Any advice for a Linux distribution for Python and data science applications?
#1
I would like to get a PinebookPro for data science tasks under linux with python and jupyter notebook.

Are there any troubles I have to expect with this setup? 

Does it matter that the PBP uses a ARM cpu?
Any libraries that will create trouble? 

Or can I just "PIP install" all the stuff I need without much trouble?

Does the Linux distribution matter? 

Thx
#2
That the PBP is ARM definitely matters.  As far as I know, there is no Anaconda for ARM, and Miniconda for ARM has limitations and does not seem well-supported.  I'm curious if there is a Jupyter kernel that will run on the PBP.

Even if you manage to get it running, it might be very slow.  So while I would not want to discourage anyone from getting a PBP, if the reason is "data science tasks under linux with python and jupyter notebook", then I would strongly consider an x86 machine.
#3
(09-27-2019, 01:39 PM)zaius Wrote: That the PBP is ARM definitely matters.  As far as I know, there is no Anaconda for ARM, and Miniconda for ARM has limitations and does not seem well-supported.  I'm curious if there is a Jupyter kernel that will run on the PBP.

Even if you manage to get it running, it might be very slow.  So while I would not want to discourage anyone from getting a PBP, if the reason is "data science tasks under linux with python and jupyter notebook", then I would strongly consider an x86 machine.

Oh yeah, I totally forgot that data science applications will be using x86-specific C/C++ under the hood instead of python.
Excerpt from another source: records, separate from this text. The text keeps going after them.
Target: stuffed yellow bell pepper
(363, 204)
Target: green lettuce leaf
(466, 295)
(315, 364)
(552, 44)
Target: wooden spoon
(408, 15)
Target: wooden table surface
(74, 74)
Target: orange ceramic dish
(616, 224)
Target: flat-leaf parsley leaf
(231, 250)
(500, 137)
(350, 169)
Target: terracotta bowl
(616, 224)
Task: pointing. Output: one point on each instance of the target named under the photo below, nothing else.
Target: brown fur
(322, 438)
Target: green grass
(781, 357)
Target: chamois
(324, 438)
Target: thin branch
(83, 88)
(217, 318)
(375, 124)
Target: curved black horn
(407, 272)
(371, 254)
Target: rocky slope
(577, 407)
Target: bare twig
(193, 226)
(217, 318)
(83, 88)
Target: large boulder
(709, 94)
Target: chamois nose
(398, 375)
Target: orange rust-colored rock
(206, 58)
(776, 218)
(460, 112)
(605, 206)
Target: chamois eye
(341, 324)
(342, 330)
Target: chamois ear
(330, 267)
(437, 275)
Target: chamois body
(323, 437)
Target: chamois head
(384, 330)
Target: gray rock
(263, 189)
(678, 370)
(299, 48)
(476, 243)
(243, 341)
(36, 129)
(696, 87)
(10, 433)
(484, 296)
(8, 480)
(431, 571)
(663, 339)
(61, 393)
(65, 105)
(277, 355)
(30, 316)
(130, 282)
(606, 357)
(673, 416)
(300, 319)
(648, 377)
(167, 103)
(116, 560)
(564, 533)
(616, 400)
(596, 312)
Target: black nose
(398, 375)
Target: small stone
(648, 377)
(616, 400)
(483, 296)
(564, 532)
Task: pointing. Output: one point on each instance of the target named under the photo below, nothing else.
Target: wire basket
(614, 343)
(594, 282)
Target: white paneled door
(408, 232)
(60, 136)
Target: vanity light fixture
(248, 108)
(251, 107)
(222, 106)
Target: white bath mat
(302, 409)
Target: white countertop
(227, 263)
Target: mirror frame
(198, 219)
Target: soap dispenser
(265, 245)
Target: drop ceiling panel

Your front end will work, but everything else might not. That said take a look at the raspberry pi scene for inspiration, I found berryconda (https://github.com/jjhelmus/berryconda) that way and there may be other ARM versions of popular tools.
#4
There is also no support for Intel MKL though often you can substitute that for OpenBLAS or ATLAS (depending on the application)

And the GPU has no linux support for OpenCL. So things are actually quite constrained.. but it's workable
#5
The pbp will also be quite constrained for any heavy lifting task or large datasets. I was planning to use my pbp for data science work too, but all the actual work will be done on a remote host.
#6
Thumbs Up 
(09-27-2019, 12:20 PM)hugepanic Wrote: I would like to get a PinebookPro for data science tasks under linux with python and jupyter notebook.

Are there any troubles I have to expect with this setup? 

Does it matter that the PBP uses a ARM cpu?
Any libraries that will create trouble? 

Or can I just "PIP install" all the stuff I need without much trouble?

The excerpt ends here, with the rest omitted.